Researchers from security firm Rapid 7 have come across an interesting new botnet. It has been dubbed Skynet and it’s capable of many things, including distributed denial-of-service (DDOS) attacks, Bitcoin mining, and banking credentials theft.According to experts, the malware that powers Skynet is distributed via Usenet, and it utilizes the Tor anonymity network for internal communications protocols and for its Hidden Services functionality.

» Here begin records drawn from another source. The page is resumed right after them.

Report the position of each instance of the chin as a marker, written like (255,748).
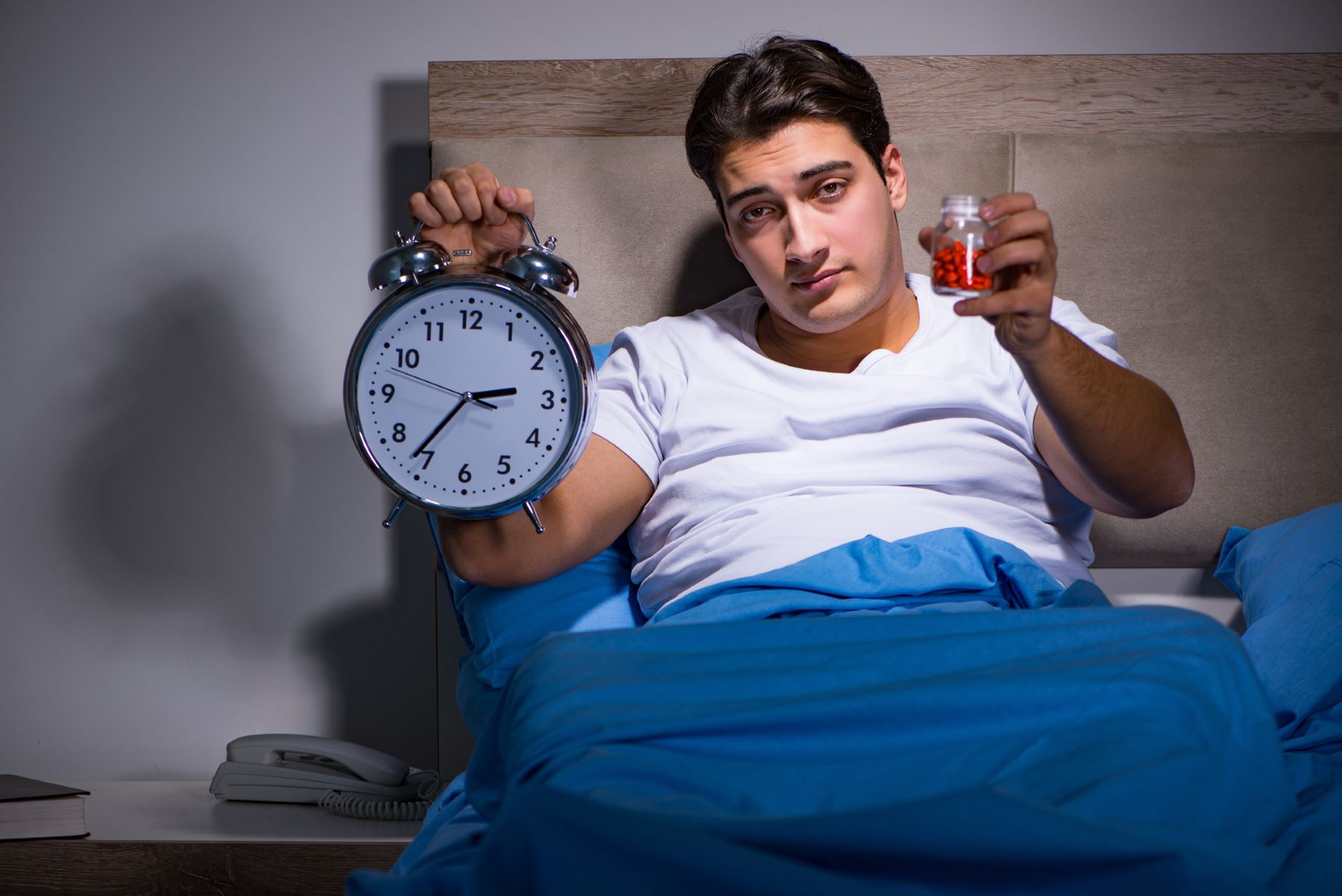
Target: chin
(825,315)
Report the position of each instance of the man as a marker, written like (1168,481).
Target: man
(840,397)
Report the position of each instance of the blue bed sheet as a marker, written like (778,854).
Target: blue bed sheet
(879,719)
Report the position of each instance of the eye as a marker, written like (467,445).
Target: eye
(753,215)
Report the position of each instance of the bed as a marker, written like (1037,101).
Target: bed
(916,738)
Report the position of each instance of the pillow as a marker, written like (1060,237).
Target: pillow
(1288,577)
(501,625)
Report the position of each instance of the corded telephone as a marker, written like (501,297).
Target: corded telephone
(345,778)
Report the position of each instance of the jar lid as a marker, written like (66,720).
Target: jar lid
(961,206)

The sample analyzed by Rapid 7 is almost 15 megabytes in size, which makes it more difficult to detect.
The core of the malware is a simple Tor-enabled IRC bot, but Skynet comes with 4 additional resources: a Windows Tor client, a Bitcoing mining tool, a library used for CPU and GPU hash cracking by the mining tool, and a ZeuS bot.
By relying on Tor, the cybercriminals can encrypt their botnet traffic to avoid detection by network monitors, they can protect their creation from sinkholing, they can easily move around the command and control servers, and they can efficiently hide them.
Currently, the size of the botnet is around 12,000-15,000 compromised computers, mostly located in Central Europe, particularly the Netherlands and Germany.
For profit, the author relies mostly on Bitcoin mining and on the commercialization of credentials stolen by ZeuS.
One noteworthy fact is that the creator of Skynet is actually the hacker who published a lengthy post on Reddit back in May, in which he detailed all his malicious activities.
“Despite not being particularly sophisticated it represents a nice example of a simple but still effective botnet with a large portfolio of capabilities,” Rapid 7 researcher Claudio Guarnieri explained.
“The most important factor is certainly the adoption of Tor as the main communication channel and the use of Hidden Services for protecting the backend infrastructure. While it’s surprising that not more botnets adopt the same design, we can likely expect more to follow the lead in the future.”